A reflection of the eternal world: The Virgin at Santa Maria Antiqua
Giorgio Vasari, the 16th-century painter and writer whose views on art have done so much to shape our own, dismissed Byzantine painting as a mere prelude to the development of the art of the Renaissance. Vasari derisively described the Italian predecessors of Giotto as exponents of the maniera Greca, the Greek style of painting that he regarded as simply incompetent: the figures were flat, and looked as if they were on standing on their tiptoes, because the artists didn't understand perspective, and hadn't worked out how to create the illusion of a three-dimensional object on a flat surface.
Byzantine painting has never quite shaken off Vasari's stigma, even though there have been some heroic attempts to show that its artists shouldn't be condemned for not having discovered perspective. They did not aim at accurate representation of people or things: theirs was an art that tried to reflect the eternal world of the spirit, a realm not governed by the rules that restrict the solid objects of this world. Greek painters, certainly from the sixth to the ninth centuries, saw their art as a means by which the viewer could be encouraged to contemplate heaven and its inhabitants. It was not aiming at an accurate depiction of the natural world, but at an evocation of the celestial one.
Still, even for those who recognise and respect its aims, it is very hard to appreciate Byzantine painting dating from the early middle ages, principally because there is so little of it left: most of it was destroyed by the iconoclasts. The iconoclasts took the idea that art should not involve the accurate representation of people in the physical world to its logical conclusion: they abolished any representation of people at all.
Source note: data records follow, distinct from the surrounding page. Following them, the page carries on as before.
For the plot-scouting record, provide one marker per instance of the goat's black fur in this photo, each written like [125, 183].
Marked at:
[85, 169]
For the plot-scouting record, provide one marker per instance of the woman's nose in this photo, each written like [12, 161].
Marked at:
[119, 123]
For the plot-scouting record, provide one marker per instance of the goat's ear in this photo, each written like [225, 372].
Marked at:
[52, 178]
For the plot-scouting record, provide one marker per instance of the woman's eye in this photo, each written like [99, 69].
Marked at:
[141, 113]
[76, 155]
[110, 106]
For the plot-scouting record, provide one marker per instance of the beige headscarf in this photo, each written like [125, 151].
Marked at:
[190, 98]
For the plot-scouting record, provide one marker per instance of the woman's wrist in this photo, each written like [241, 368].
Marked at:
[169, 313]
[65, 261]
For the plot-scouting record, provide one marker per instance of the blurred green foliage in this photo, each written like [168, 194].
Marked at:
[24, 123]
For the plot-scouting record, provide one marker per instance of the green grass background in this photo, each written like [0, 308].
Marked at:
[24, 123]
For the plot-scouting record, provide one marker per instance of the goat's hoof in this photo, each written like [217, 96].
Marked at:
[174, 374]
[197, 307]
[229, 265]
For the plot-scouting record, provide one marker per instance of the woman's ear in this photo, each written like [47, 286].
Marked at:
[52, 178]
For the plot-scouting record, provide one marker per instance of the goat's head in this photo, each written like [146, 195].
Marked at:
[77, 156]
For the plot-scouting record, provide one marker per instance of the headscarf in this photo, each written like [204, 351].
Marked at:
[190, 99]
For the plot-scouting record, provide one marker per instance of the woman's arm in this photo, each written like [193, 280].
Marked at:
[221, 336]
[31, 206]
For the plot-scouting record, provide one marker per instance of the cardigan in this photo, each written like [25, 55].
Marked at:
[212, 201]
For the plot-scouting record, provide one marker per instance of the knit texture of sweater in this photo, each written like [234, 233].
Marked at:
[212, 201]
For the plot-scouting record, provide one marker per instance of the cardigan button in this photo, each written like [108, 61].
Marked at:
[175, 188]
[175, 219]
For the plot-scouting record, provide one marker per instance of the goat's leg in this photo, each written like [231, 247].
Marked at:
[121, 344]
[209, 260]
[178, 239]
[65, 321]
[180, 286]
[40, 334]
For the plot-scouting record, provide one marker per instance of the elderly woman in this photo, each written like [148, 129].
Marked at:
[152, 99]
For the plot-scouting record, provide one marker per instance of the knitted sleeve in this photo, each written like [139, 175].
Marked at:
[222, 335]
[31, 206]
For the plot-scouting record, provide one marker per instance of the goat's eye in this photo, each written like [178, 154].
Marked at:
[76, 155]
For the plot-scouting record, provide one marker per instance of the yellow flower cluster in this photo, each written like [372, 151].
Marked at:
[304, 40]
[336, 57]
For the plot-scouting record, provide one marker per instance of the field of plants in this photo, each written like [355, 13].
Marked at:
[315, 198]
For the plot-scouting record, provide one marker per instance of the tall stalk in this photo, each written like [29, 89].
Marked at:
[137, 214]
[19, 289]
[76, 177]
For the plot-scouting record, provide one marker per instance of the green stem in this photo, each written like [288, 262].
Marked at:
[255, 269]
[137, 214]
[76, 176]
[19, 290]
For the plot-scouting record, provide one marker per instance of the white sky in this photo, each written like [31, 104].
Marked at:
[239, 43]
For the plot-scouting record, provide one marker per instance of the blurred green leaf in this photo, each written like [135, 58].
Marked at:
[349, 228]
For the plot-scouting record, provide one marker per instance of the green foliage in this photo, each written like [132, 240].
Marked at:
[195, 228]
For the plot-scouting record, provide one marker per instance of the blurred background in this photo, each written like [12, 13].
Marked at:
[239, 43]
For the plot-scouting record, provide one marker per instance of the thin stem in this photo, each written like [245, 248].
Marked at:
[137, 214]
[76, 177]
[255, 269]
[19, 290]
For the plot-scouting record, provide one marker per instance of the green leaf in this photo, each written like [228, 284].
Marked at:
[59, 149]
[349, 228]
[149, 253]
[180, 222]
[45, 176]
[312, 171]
Taking their cue from the Second Commandment that prohibits "graven images", the iconoclasts' first major outburst of "image smashing" was between 737 and 787. You can destroy a great deal of art if you and an army of followers are devoted to getting rid of every religious image that can be found. That's what the zealots of the Byzantine empire did. Even after that rage of anti-image fever had passed, there were still enough images left to provoke another explosion of iconoclasm, between 814 and 842. By the time the second phase was over, Byzantine painting had, at least as it existed in the lands controlled by the emperor of Byzantium, been almost completely destroyed.
Greek painters had, however, also worked in Italy for the Catholic Church. Almost all of their work has been destroyed as well, not by iconoclasm, a movement that never took hold in Italy, but by later artists. When Vasari wrote The Lives of the Artists in the mid-16th century, almost every patron shared his view that Byzantine painting was irredeemably backward. Far from encouraging contemplation of the next world, most churchmen felt that its technical shortcomings-the stiff, weightless figures floating in mid-air and their cartoon-like poses-prevented it from performing any serious religious function. They had no compunction about tearing down walls, indeed whole churches, containing Byzantine frescos. When Rome was rebuilt over the three centuries from 1400 to 1700, practically all Greek painting in the eternal city perished; no one thought any of it was worth preserving. The same process happened all over Italy, with the result that there is none left. There are some spectacular Byzantine mosaics-which are harder to destroy than frescos-but with the exception of small icons painted on wood, Byzantine paintings from the first 500 years of the Byzantine empire have all but disappeared.